Бэйн быстро бежал вверх по холму, перепрыгивая через поваленные деревья. Добежав до леса, немного сбавил скорость. Раны на плече и боку быстро затягивались, и накануне Свирепый снял швы. Последние несколько дней они с Бэйном почти не разговаривали.

Ты по-прежнему на меня злишься, – заметил Бэйн, когда Свирепый разрезал последний стежок и вытащил нитку.

– Я не злюсь, – отозвался Свирепый, – я просто разочарован.

– Думаю, ты не прав, я смогу его одолеть.

Свирепый пожал плечами:

– Дело не в том. Сражаться с ним, рискуя жизнью, уже нет необходимости. Так что речь идет уже не о мести или справедливости, а о простом тщеславии.

Он оказался сильнее, и теперь тебе нужно доказать, что ты не хуже. Жизнь дороже тщеславия, Бэйн.

Эти слова эхом раздавались в голове Бэйна, пока он бежал. Он не мог объяснить Свирепому ни глубины своих чувств, ни отчаяния, сопровождавшего его большую часть жизни. Лия была подобна радуге, озаряющей землю после бури, надеждой изменить жизнь к лучшему. Когда Волтан убил ее, он словно посадил в сердце Бэйна зерно ненависти, которое проросло и дало всходы. Каждую ночь во сне он видел улыбающееся лицо Болтана, каждое утро просыпался, вспоминая безжалостного гладиатора и меч, отправивший Лию в мир иной. Целых два года ненависть подтачивала Бэйна изнутри, и он был уверен, что она исчезнет, только когда он встретится с гладиатором на смертельном поединке. Именно так поступают риганты.

В раздумьях Бэйн поднялся на следующий холм и стал спускаться по петляющей тропе. По заросшей папоротником земле струилась дымка, и Бэйн перешел на шаг, ничего перед собой не видя. Сейчас, когда до поединка оставался только день, он больше всего боялся подвернуть ногу. Посмотрев вперед, Бэйн увидел, как двое мужчин тащат вниз поваленное дерево. У одного, пожилого, не было левой руки, а другой оказался подростком. Тащить дерево было совсем не просто, сломанная ветка зацепилась за камень, однорукий обрубил ее небольшим топором, и они пошли дальше. Бэйн подошел к ним, улыбнулся однорукому и стал тянуть вместе с ними. Дело пошло побыстрее, и наконец они оказались возле неказистого дома у ручья.
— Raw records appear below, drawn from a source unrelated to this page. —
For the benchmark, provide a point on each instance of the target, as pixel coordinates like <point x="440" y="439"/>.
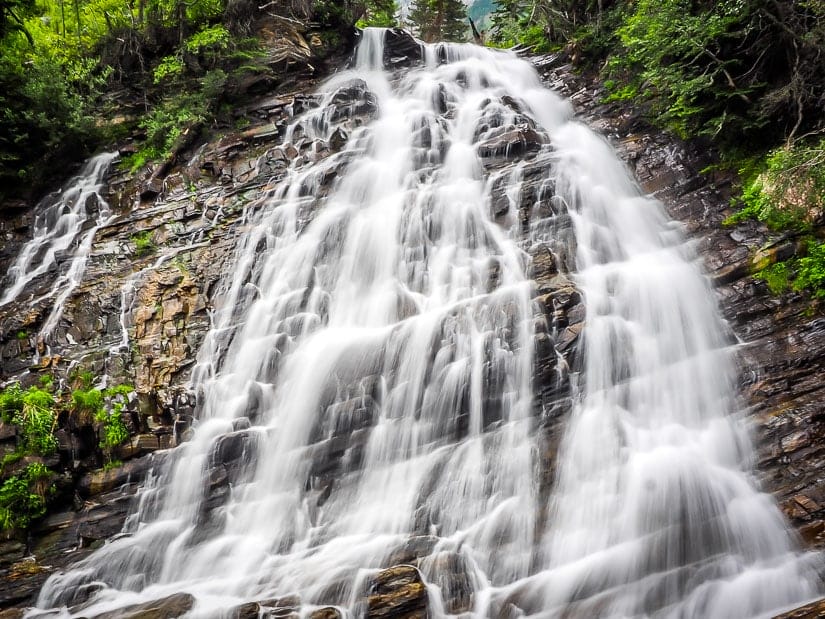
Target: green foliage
<point x="114" y="432"/>
<point x="439" y="20"/>
<point x="209" y="39"/>
<point x="87" y="402"/>
<point x="674" y="51"/>
<point x="143" y="243"/>
<point x="32" y="412"/>
<point x="44" y="116"/>
<point x="810" y="270"/>
<point x="23" y="497"/>
<point x="11" y="402"/>
<point x="784" y="187"/>
<point x="170" y="67"/>
<point x="380" y="14"/>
– Большое вам спасибо, – проговорил старик, – мы бы и сами управились, но, клянусь небесами, это было бы не просто.

– Вы Бэйн, – узнал стройный темноволосый парень, – я видел ваш поединок с Дэксом.

Старик подошел поближе и уставился на Бэйна.

– Да, у вас вид настоящего гладиатора, – протянул он менее дружелюбно.

– Вы правда собираетесь сразиться с Волтаном? – не унимался юнец.

– Правда.

– Надеюсь, он будет умирать медленно!

– Довольно! – прокричал старик. – Никто не достоин медленной смерти, даже такой ужасный человек, как Волтан. Убийств было предостаточно.

– Как ты можешь говорить такое! – воскликнул темноволосый парень. – Он один из тех, кто мучил наших друзей и тащил их на костер. Он заслужил мучительную смерть.

Старик присел на бревно и, сняв кожаную варежку с обрубка левой руки, стал чесать сморщенную и исцарапанную культю. Затем взглянул на Бэйна:

– Еще раз благодарю, не хочется отрывать вас от тренировок.

Бэйн немного постоял и побежал вверх по холму к старой оленьей тропе. Оказавшись на вершине, он взглянул вниз на сияющий в утренних лучах Город. Он очень устал, и ноги казались свинцовыми.

Купальня цирка Оссиан была открыта, хотя воду еще не грели, и Бэйн вышел на открытую тренировочную площадку, построенную по совету Свирепого. Несколько молодых гладиаторов уже тренировались под руководством Телорса, поднимая гири. Бэйн стал разминать натруженные мышцы, сделал несколько несложных упражнений и несколько раз влез вверх по канату.

– Подошел Телорс.

– Не перегружай себя, оставь силы на завтра, – посоветовал он.

– Считаешь меня идиотом?

– Не мне об этом судить, каждый делает то, что считает нужным. Лично я попросил бы у императора кучу золота и личный бордель, – пожал плечами Телорс.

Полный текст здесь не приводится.